By: Amanda Guarragi
Murder mysteries can come in many forms but the best ones feel like an intricate jigsaw puzzle that feels impossible to even assemble. What director Rian Johnson does in Glass Onion: A Knives Out Mystery is divert the audience’s expectations at every turn. It takes a bit to become familiar with these characters but once they get to the island it all changes. The story is interesting even though it can feel overwhelming at times. There are many moving parts and each character has a compelling backstory. This ensemble works differently than its predecessor and once Johnson hits his stride in the middle, it is wildly entertaining.
We meet tech billionaire Miles Bron (Edward Norton) who invites his friends for a getaway on his private Greek island. When someone turns up dead, Detective Benoit Blanc (Daniel Craig) is put on the case. First and foremost, Daniel Craig is even funnier in this sequel and adds more to Benoit Blanc’s character. Blanc has been looking for a good case to get back into the groove of things and when this one, in particular, falls into his lap, the audience learns how his mind works. With each Knives Out mystery, Benoit Blanc becomes more complex and an even better detective. Craig is the glue that holds this entire cast together and it’s so fun to watch.
There are always standouts in an ensemble cast, even if they do have a fair amount of screen time and great chemistry. The star of this film is Janelle Monáe. She has such a presence on screen and she didn’t even have to say much. The third act of this film is where she truly shines and she steals the spotlight. The one who had the quippy one-liners and possible the most fun working on this film was Kate Hudson. It was lovely to see her back to play a tone-deaf washed-up model in this story. Johnson brought a different, more modern type of humour to this script and worked in the context of the players in this game.
Glass Onion: A Knives Out Mystery is even more intricate than its predecessor and feels like a never-ending cycle of twists.
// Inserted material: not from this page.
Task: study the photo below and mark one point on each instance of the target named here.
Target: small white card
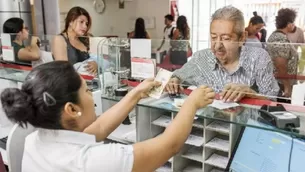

The way Johnson set up this murder mystery plays out on different levels and it’s up to the audience to keep track of where the story is going. There are some unique choices made by Johnson both behind the camera and with his script. He was able to explore different character dynamics because of how he pieced the story together. There are moments in this film that will leave you impressed with how Johnson managed to write something so layered and fun. Craig and Johnson will continue making whodunnits because they work together well.